Gunther showed his teeth in a grin. They were rather bad teeth. “It’s my business to know, Mike. I wish to hell I were better informed! I can only hope you find her and that she’s all right.”
“What are Eastman and Sullivan like?”
The Dean of Men shrugged. “Sullivan is mixed up in the student agitation. He’s the cocky sort — you find yourself wanting to punch his face in. Perry drinks a lot and I suspect takes drugs. I’ve talked to him about it, but of course he denies it.”
McCall questioned him in depth and soon concluded that the man knew nothing that might help. Gunther seemed under considerable strain, but this was probably because of what was going on.
“Maybe your presence here will accomplish some good,” Gunther said. “It might make them cool it while you’re on campus and give us a breather. But somehow I doubt it. If things don’t improve, one of these days the governor is going to have to call up the National Guard, and then there’ll be hell to pay.” The Dean glanced at his watch, a black-dialed, skin-diver’s chronometer, and McCall rose.
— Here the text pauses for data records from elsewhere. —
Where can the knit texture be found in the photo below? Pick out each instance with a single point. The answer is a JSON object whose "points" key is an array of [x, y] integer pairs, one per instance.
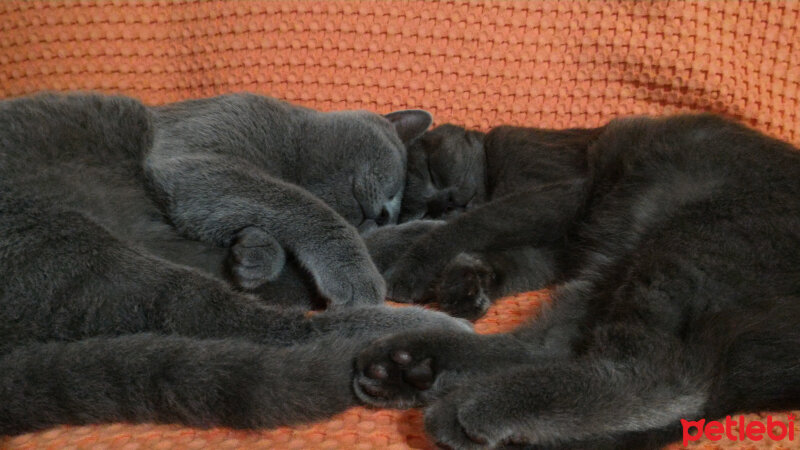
{"points": [[479, 64]]}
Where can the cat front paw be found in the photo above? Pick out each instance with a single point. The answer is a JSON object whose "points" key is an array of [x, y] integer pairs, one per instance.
{"points": [[255, 258], [460, 421], [403, 371], [463, 288]]}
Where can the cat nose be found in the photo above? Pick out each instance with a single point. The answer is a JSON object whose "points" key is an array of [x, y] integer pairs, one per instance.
{"points": [[383, 218]]}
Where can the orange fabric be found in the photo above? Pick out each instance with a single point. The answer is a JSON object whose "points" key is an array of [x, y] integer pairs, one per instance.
{"points": [[546, 63]]}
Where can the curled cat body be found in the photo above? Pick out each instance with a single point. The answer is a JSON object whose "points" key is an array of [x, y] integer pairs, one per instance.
{"points": [[105, 204], [672, 246]]}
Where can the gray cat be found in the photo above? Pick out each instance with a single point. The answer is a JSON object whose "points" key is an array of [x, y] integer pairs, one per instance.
{"points": [[102, 199], [674, 247]]}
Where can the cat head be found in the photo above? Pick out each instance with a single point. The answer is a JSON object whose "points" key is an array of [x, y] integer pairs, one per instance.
{"points": [[446, 174], [359, 162]]}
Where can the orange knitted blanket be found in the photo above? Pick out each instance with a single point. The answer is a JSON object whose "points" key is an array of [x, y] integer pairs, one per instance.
{"points": [[548, 63]]}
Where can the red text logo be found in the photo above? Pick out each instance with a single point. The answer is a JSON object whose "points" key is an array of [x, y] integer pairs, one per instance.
{"points": [[738, 430]]}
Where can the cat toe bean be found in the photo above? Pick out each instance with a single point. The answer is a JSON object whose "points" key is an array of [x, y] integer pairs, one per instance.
{"points": [[394, 378]]}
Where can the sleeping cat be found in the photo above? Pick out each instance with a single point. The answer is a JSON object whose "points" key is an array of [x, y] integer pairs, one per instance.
{"points": [[675, 243], [101, 198]]}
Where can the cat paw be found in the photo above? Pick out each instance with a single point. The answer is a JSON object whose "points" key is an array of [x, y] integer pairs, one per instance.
{"points": [[459, 422], [462, 290], [403, 371], [255, 258]]}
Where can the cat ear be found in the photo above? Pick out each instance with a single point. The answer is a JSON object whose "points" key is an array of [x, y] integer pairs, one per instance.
{"points": [[410, 123]]}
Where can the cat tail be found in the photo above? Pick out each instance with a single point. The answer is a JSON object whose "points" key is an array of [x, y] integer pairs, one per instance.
{"points": [[171, 379], [760, 369]]}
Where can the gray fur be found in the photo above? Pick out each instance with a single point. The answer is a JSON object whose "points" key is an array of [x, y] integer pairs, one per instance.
{"points": [[674, 248], [113, 218]]}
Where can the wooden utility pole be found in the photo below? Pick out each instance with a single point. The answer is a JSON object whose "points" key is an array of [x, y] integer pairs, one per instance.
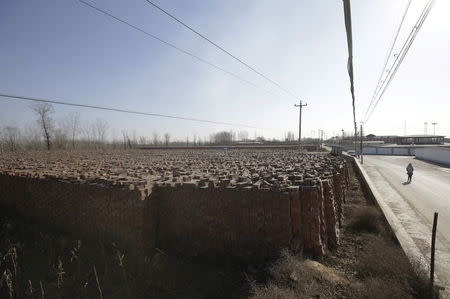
{"points": [[362, 159], [300, 121], [433, 249]]}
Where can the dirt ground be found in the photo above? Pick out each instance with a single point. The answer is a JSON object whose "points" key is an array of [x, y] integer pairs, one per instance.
{"points": [[368, 263], [39, 262]]}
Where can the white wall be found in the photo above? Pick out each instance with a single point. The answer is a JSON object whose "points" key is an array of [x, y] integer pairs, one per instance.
{"points": [[390, 151], [434, 154]]}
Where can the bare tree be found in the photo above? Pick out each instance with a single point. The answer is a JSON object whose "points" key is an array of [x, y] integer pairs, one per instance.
{"points": [[222, 137], [11, 138], [155, 138], [167, 139], [72, 125], [142, 140], [290, 136], [126, 139], [44, 112], [242, 135], [100, 129]]}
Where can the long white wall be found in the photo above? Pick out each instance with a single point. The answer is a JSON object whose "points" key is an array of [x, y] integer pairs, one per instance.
{"points": [[390, 151], [434, 154]]}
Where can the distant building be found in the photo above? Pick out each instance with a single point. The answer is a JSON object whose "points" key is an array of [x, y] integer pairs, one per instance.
{"points": [[421, 139], [408, 140]]}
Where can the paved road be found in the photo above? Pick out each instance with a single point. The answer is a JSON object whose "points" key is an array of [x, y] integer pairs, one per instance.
{"points": [[414, 204]]}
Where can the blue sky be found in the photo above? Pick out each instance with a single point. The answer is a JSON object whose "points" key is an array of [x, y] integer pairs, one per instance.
{"points": [[65, 50]]}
“I’ll be on my way, Floyd. I know you’re busy.”
“It’s not that,” Gunther said quickly. “Perry Eastman’s supposed to see me right about now. Disturbance in class; ridiculing a professor; drinking.”
“It’s lunch time anyway,” McCall said. “And I want to check Laura Thornton’s room. Where do I find the Sigma Alpha Phi house?”
Gunther gave him directions. “How about coming to dinner tonight, Mike? My wife’s a great cook, and we could explore the situation more thoroughly.”
McCall made the usual demurral, the Dean insisted and named eight o’clock. “We eat late these nights,” he said with a forced smile, and McCall turned to leave.
A tall, slat-built, round-shouldered young man was lounging beside a desk in the outer office, smoking.
“Come in, Perry,” Dean Gunther said.
Eastman wore snake-tight Levi’s and an enormous white terrycloth pullover that sagged like a wet horse-blanket. His black hair hung to his round shoulders, and bangs just missed his eyebrows. A brass necklace dangled on his chest. He wore leather sandals over dirty bare feet.
“Hi, Deanie,” Eastman said. He eyed McCall from puffy slits. “What’s with the system today? We getting down to the nitty-gritty?”
McCall stepped into the hall and shut the Dean’s door with a conscious effort at self-control. He was suddenly aware of the generation gap and the surge of aggression in the naked ape.
He thought of President Wolfe Wade and Dean Vance and Dean Gunther and wondered how they stood it.